Getting on the right path
Over the last few years my view of autism has changed considerably. This is a brief history of my changing views and how those changes occurred. But first a big caveat…..
Big caveat time
The views below represent my own opinions about my own son’s autism. I think there is a good message that is applicable to other parents and neurotypicals in general. Many parents do get stuck in the “autism is bad” paradigm and I feel passionately that this is harmful to both themselves and their kids. BUT (and it is a big but) I am also painfully aware that autism is a hugely varied condition.
There are many kids and adults that are far more significantly touched by autism that the Bean is. Whilst the Bean is by no means only lightly affected he is none the less verbal, bright and we are confident that he can do well in school and lead an independent life. I understand that this is not the case for some kids on the spectrum.
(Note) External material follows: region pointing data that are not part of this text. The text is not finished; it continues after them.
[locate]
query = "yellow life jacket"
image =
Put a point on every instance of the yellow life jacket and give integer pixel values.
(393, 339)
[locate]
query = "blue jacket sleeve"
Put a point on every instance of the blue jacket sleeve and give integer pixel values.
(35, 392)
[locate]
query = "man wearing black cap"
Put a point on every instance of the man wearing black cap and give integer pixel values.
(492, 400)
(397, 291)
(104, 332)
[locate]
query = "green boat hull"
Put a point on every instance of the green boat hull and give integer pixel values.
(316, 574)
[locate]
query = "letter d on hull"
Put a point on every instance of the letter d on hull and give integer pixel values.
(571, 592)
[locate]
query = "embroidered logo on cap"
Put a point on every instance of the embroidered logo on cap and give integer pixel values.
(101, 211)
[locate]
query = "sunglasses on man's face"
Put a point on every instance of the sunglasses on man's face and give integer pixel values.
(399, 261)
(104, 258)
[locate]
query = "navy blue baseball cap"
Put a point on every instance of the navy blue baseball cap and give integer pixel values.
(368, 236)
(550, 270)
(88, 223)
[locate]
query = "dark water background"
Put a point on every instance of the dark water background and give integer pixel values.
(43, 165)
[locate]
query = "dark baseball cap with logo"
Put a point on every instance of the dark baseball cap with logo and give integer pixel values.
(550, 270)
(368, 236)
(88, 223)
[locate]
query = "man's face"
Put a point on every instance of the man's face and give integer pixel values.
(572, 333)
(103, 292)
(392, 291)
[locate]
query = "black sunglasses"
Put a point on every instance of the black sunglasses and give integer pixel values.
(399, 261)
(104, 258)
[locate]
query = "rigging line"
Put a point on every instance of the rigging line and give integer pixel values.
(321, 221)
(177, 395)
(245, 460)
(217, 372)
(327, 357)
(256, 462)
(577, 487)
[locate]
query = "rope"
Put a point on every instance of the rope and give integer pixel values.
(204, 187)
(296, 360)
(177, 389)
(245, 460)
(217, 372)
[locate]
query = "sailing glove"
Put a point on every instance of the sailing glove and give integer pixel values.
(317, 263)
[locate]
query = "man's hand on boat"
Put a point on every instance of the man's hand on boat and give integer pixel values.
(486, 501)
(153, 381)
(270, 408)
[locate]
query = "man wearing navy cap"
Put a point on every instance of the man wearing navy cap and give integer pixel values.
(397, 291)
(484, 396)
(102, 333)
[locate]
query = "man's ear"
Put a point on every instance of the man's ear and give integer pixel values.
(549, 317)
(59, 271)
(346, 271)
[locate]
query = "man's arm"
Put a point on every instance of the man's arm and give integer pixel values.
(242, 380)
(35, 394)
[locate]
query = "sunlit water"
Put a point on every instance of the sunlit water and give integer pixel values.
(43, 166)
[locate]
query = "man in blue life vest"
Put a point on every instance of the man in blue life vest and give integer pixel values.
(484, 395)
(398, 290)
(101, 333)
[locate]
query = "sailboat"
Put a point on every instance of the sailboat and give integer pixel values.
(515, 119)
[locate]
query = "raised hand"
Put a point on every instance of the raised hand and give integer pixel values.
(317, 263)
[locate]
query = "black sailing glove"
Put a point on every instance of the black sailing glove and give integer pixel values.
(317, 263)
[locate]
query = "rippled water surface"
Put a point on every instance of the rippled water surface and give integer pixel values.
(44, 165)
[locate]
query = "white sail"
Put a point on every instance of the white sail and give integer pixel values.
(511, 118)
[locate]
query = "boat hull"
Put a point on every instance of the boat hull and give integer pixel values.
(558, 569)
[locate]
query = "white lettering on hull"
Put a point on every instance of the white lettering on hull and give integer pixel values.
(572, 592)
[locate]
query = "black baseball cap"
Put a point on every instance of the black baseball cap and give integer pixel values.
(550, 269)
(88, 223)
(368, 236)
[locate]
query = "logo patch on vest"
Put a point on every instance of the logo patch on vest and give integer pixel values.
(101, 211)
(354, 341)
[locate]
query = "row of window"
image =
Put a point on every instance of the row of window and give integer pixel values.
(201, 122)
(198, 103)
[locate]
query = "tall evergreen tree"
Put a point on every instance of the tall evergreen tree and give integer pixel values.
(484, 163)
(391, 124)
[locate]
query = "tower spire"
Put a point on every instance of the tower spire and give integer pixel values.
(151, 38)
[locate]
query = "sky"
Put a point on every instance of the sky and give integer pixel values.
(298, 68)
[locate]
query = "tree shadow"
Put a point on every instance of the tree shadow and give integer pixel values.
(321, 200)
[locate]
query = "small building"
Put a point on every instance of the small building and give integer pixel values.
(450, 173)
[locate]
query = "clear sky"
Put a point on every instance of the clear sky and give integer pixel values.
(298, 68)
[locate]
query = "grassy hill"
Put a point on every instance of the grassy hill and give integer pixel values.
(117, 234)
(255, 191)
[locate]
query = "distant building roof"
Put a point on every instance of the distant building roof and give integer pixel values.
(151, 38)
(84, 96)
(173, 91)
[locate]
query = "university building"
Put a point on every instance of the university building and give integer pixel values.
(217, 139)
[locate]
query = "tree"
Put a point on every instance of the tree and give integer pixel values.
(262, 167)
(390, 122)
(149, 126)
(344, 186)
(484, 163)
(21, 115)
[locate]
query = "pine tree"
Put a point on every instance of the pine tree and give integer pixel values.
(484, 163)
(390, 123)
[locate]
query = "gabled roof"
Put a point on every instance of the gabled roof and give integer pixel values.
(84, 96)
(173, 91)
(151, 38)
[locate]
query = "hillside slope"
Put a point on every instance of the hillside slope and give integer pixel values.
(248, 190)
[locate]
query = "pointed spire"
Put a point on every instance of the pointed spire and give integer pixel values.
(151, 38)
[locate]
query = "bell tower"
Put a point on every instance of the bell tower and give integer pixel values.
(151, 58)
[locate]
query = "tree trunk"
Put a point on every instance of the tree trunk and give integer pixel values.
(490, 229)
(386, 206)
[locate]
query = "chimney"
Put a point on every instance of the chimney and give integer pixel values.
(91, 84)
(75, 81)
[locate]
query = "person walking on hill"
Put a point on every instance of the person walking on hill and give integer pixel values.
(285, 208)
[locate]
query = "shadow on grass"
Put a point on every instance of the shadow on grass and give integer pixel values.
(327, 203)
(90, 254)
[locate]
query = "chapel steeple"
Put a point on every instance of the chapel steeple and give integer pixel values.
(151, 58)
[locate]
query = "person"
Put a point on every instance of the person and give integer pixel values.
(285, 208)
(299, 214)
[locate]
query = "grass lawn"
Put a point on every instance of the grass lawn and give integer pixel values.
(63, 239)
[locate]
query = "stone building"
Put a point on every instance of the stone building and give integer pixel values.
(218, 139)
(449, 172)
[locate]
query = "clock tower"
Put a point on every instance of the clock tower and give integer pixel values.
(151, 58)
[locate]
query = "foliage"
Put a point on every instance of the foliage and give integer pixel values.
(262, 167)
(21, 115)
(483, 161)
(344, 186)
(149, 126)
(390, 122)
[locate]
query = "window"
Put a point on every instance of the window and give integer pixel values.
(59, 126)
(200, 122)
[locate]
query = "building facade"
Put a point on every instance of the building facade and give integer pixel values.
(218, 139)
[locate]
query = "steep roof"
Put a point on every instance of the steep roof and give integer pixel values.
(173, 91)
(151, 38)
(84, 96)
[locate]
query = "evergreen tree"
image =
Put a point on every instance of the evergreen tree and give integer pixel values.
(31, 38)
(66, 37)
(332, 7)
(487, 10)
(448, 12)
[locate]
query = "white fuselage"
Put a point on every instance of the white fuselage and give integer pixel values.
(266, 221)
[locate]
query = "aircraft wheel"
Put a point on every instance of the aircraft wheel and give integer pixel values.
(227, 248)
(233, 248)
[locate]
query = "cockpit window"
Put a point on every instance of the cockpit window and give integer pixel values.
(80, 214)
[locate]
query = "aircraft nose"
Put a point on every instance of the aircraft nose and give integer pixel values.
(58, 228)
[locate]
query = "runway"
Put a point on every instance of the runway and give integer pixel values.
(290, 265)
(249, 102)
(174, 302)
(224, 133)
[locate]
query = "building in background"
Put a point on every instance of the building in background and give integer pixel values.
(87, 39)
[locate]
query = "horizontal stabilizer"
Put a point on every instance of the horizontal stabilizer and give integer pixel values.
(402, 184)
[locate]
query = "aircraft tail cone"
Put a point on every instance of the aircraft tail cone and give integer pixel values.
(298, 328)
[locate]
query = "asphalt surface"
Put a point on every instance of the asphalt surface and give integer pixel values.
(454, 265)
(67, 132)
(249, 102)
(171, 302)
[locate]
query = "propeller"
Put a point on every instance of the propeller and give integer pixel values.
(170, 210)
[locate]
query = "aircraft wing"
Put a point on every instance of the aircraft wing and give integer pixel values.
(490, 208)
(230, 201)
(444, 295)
I do not want to suggest that I understand what it is like to have a non-verbal, cognitively impaired child that will never lead an independent life. That is a set of experiences that I have no access to. I can empathise but I don’t really know what it is like. So for all my autism positive passion below I concede that this might stick in the throat of a parent struggling to come to terms with the fact that they will never hear their child speak.
So my “autism positive” message below is caveated by the fact that I know that it may be difficult to apply to the parents of such children. That being said, I do think that many parents of kids on the spectrum, and indeed the neurotypical population in general, have an overly negative view of autism and this essay is an attempt to redress that.
My journey to a positive perspective
In the beginning…..
Prior to autism entering our lives with the birth of the Bean, my view of autism was much like the majority of people. I saw it as a tragic thing, a bad thing, something that I definitely didn’t want my kids to have. This view of autism, although in my opinion wrong, was entirely natural given the information I had at that time.
We are all products of the society in which we live and the messages that society bombards us with about autism are largely negative. All of us have seen the films and documentaries that show what autistic people are like. Many of us will have read the newspaper articles about this marriage- ruining, life-destroying condition. Added to this is the pervasive and false idea that autism is a result of vaccines or some other toxic damage to the brains of kids. In short pretty much all the information Joe public gets about autism tells Joe that it is a really nasty bad thing.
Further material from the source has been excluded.